Eye on Nature: Your notes and queries for Ethna Viney
Dolphin’s head, crayfish, inseparable geese and sea beans
Skeleton of the head of a dolphin found on a small beach south of Thallabawn Strand
We found this skeleton, which I presume is a porpoise, on a small beach south of Thallabawn Strand.
Liam Cabot, Westport, Co Mayo
It is the head of a common dolphin, identified by its roughly 50 pairs of teeth in each jaw. According to the Irish Whale & Dolphin Group, they are seen mainly on the west, southwest and south coasts and are the second most frequently stranded species.
Friends of the Camac, a community group in Clondalkin, has been cleaning up the river. At a recent clean-up we came across two crayfish, which we believe are very scarce.

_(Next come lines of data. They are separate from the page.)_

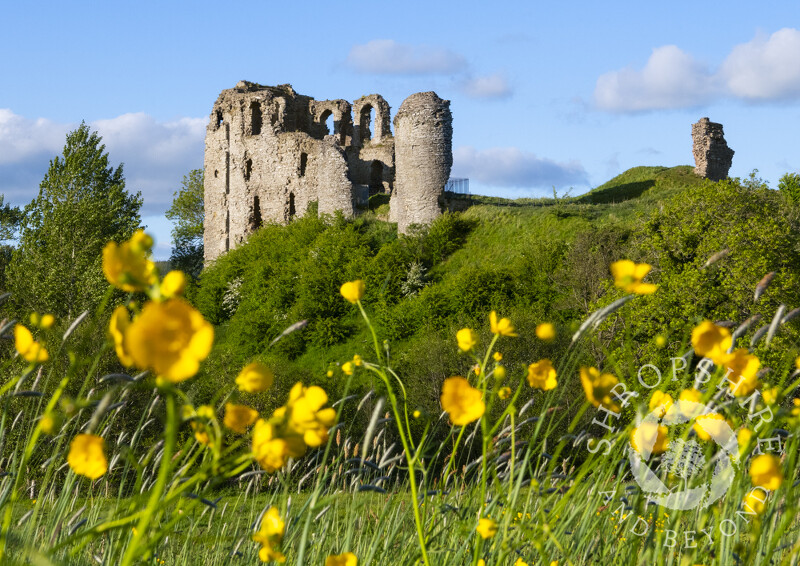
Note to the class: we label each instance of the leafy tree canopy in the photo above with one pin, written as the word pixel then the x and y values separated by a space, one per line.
pixel 187 214
pixel 82 204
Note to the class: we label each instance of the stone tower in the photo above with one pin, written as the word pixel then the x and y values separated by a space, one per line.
pixel 423 157
pixel 271 152
pixel 712 156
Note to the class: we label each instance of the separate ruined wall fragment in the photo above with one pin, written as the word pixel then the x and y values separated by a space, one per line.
pixel 712 156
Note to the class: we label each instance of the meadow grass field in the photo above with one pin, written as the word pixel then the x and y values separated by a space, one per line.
pixel 128 437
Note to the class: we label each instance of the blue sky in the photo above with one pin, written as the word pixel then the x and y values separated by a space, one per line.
pixel 564 94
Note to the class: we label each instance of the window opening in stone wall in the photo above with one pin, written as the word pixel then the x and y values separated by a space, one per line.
pixel 376 177
pixel 255 118
pixel 367 115
pixel 227 230
pixel 303 164
pixel 327 119
pixel 227 172
pixel 255 216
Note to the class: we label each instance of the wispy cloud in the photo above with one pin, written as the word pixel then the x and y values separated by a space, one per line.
pixel 513 167
pixel 388 57
pixel 155 154
pixel 489 86
pixel 762 70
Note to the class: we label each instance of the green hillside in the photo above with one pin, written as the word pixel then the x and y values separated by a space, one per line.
pixel 534 260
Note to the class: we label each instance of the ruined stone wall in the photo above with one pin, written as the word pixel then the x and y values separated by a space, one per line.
pixel 712 156
pixel 270 152
pixel 423 158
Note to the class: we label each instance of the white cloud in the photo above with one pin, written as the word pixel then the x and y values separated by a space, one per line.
pixel 156 154
pixel 764 69
pixel 512 167
pixel 670 79
pixel 488 86
pixel 388 57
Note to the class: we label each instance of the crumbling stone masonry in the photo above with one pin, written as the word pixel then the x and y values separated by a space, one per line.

Tommy Keogh, Clondalkin, Dublin 22
The white-clawed crayfish is the only Irish freshwater species. The main threats to it are drainage, pollution and fungal disease.

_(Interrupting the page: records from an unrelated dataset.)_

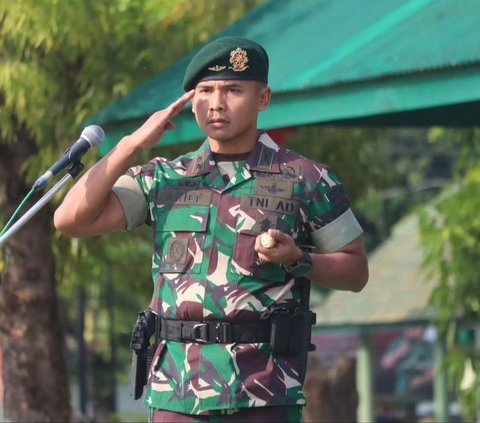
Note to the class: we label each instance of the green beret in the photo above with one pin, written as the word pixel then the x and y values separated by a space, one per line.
pixel 227 58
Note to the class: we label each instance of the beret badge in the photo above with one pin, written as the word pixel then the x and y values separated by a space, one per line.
pixel 238 59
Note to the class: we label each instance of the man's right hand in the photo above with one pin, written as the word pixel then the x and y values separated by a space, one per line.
pixel 91 207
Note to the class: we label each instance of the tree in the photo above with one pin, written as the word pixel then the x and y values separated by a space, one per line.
pixel 59 63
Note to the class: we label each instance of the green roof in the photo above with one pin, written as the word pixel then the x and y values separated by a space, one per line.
pixel 397 293
pixel 362 62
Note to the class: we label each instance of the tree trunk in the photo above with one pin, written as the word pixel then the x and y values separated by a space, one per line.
pixel 31 331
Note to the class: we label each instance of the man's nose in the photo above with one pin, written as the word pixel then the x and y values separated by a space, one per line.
pixel 217 101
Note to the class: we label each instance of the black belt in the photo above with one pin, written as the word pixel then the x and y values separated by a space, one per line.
pixel 219 332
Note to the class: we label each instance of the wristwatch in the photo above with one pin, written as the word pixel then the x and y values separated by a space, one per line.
pixel 302 267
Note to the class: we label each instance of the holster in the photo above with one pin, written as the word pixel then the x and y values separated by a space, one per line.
pixel 142 351
pixel 291 332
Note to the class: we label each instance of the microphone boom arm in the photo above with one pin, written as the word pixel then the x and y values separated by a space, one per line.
pixel 74 170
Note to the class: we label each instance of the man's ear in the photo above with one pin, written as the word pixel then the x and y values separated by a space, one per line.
pixel 265 97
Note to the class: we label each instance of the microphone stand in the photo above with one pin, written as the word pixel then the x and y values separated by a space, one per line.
pixel 74 170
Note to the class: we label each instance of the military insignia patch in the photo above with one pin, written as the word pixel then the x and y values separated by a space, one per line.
pixel 238 59
pixel 216 68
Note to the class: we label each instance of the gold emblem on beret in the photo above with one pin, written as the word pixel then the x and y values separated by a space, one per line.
pixel 239 60
pixel 216 68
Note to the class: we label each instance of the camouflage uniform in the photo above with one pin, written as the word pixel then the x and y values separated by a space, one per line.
pixel 204 266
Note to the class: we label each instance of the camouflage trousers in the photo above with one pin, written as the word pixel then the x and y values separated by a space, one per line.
pixel 287 414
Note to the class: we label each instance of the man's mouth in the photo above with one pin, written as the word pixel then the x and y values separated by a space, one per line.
pixel 217 122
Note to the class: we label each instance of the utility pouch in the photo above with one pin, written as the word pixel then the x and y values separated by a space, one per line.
pixel 291 332
pixel 280 333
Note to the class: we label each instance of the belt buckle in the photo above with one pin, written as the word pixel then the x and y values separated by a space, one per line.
pixel 222 333
pixel 197 333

These three geese have been living in Bray Harbour for a number of years. They seem to be three different breeds and are inseparable. What breed are they?
William McConnell, Bray, Co Wicklow
The white one with saddle markings looks like the Shetland goose; the black-beaked one is probably one of the Chinese breeds; and the red-beaked one looks like one of the pilgrim breeds.
I found this large seed on Thallabawn Strand and presume that it travelled some distance. It must be pretty hardy to have survived the salt water.
John Cabot, Cloghans, Westport, Co Mayo
Called sea beans or sea hearts, they are the seeds of a climbing bean that grows on the shores of tropical America and the West Indies. They are carried here on the Gulf Stream and the North Atlantic Drift. In times gone by they were used as teething rings for babies by coastal communities on the west coast.